A letter from Cam Hartford, N6GA:
Please allow me a moment of congratulatory number crunching.
Zuni Loop Mountain Expeditionary Force
Overall, out of 2617 participants, we placed #65. Thanks to Jim Lowman for pointing out that means we placed in the top 2.5% nationwide. Closer to home, we were #4 out of 182 participants in the Southwest Division, which is SoCal plus Arizona. Still closer to home, in the LAX Section, we smoked 'em all! We're #1! We're #1! Now where'd I put my big #1 foam hand....
Not too shabby for a bunch of geezers. Well, not Paul and Tim. Hang in there, someday you guys will make geezer status.
Tnx, 72, 73,
I know most visitors will be puzzling over this; it's NOT politics. When I get back form my USAFA meeting this after, I'll riddle this out of for all of you.
For those who do understand:
73 ES GL - BCNU
UPDATE: O.K., sorry for not filling folks in about this and, yes, Odie, I did write about this before. It is the results of an amateur radio contest I participate in every year. I wrote about this as my second blog post ever:
..While not an avid devotee of CW ("Continuous Wave", as Morse code is called), I plug along at about 15-20 wpm depending n the state of mind, the ears, and the amount of time I can devote to it. But it is, as I said, a source of pride that I got my ticket before the qualifications were watered down. So, just call me an old "code warrior".
The one aspect of the hobby I am unabashedly fervent about is building and operating QRP radios. These are radios that emit 5 watts (or less) of power and, when atmospheric conditions are good, can be used to contact other hams half way across the globe. Also, these radios can be made very small and therefore operated off batteries and from exotic locations - like from your camp site in the mountains.
Talking with foreign or far-flung amateurs is called "DX" (short for "distance") and, while difficult with radios operating at 100 watts or 1,000 watts of output power, at 5 watts it requires a good deal of luck and skill.

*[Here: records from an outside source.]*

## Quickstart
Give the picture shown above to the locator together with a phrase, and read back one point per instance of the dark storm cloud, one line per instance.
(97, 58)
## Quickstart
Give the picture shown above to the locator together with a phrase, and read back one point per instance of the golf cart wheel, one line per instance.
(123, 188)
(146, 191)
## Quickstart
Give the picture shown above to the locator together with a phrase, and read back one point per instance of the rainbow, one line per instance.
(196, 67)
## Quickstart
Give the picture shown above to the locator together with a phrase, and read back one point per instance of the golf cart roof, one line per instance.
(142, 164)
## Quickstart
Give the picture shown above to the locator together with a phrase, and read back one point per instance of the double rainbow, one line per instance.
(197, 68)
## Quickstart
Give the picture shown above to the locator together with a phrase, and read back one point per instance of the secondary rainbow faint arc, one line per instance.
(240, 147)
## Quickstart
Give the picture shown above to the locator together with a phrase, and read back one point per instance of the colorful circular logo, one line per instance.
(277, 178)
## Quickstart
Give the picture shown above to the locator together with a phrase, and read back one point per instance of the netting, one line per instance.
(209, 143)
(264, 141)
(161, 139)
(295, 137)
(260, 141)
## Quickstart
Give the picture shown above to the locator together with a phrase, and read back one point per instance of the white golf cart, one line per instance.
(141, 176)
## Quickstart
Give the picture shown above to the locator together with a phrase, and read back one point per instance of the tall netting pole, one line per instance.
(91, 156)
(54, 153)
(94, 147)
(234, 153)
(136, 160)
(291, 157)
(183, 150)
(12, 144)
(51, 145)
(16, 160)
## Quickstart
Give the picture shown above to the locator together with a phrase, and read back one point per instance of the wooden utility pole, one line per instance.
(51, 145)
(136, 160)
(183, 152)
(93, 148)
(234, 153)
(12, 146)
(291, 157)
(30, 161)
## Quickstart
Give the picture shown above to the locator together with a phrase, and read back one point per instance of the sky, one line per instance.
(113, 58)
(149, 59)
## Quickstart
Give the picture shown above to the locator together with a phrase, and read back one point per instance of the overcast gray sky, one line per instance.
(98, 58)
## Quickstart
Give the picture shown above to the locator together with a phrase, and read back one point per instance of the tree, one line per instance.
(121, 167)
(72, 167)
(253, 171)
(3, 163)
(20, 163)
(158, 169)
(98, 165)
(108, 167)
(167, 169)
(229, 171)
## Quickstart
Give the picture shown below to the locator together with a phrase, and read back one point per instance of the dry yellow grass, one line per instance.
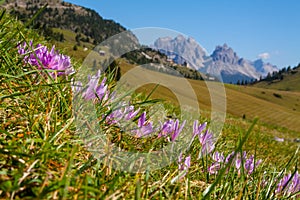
(251, 102)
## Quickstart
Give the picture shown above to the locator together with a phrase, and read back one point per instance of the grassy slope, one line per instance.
(69, 43)
(42, 158)
(249, 101)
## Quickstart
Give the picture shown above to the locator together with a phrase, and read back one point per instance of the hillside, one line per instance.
(223, 61)
(277, 108)
(53, 147)
(66, 16)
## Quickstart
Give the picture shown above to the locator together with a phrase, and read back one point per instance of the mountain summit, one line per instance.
(182, 50)
(223, 61)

I have a lot of the former, and a smattering of the latter.
The contest is called Field Day and takes place on the third weekend of June and requires -- no, incentivizes -- operators to choose an outdoors location where they can set up and operate in a quasi-emergency location. Points are awarded on the basis of the number of contacts a station or a group of operators will make and point multipliers awarded for the mode they operate in.

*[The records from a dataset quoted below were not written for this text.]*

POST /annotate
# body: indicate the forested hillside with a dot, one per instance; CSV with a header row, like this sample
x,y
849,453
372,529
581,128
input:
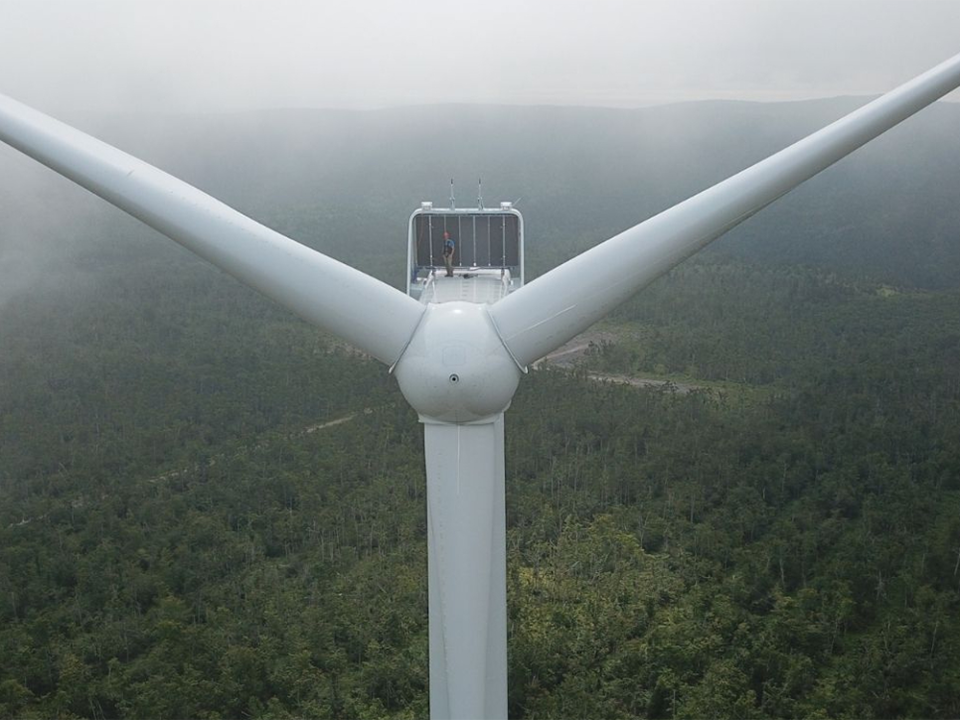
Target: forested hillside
x,y
209,510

Every year, we repair to the Zuni Loop campground in the mountains near Wrightwood, California for this contest. Our QRP, battery-powered stations and the number of contacts regularly oput us up in the top echelon of those who participate ion this nation-wide (and now world-wide) contest.
This year were the bomb!
Disclaimer: through little or no skill on my part. Cam Hartford, N6GA, and others of stellar talent occasioned this triumph. So now, where's my foam hand?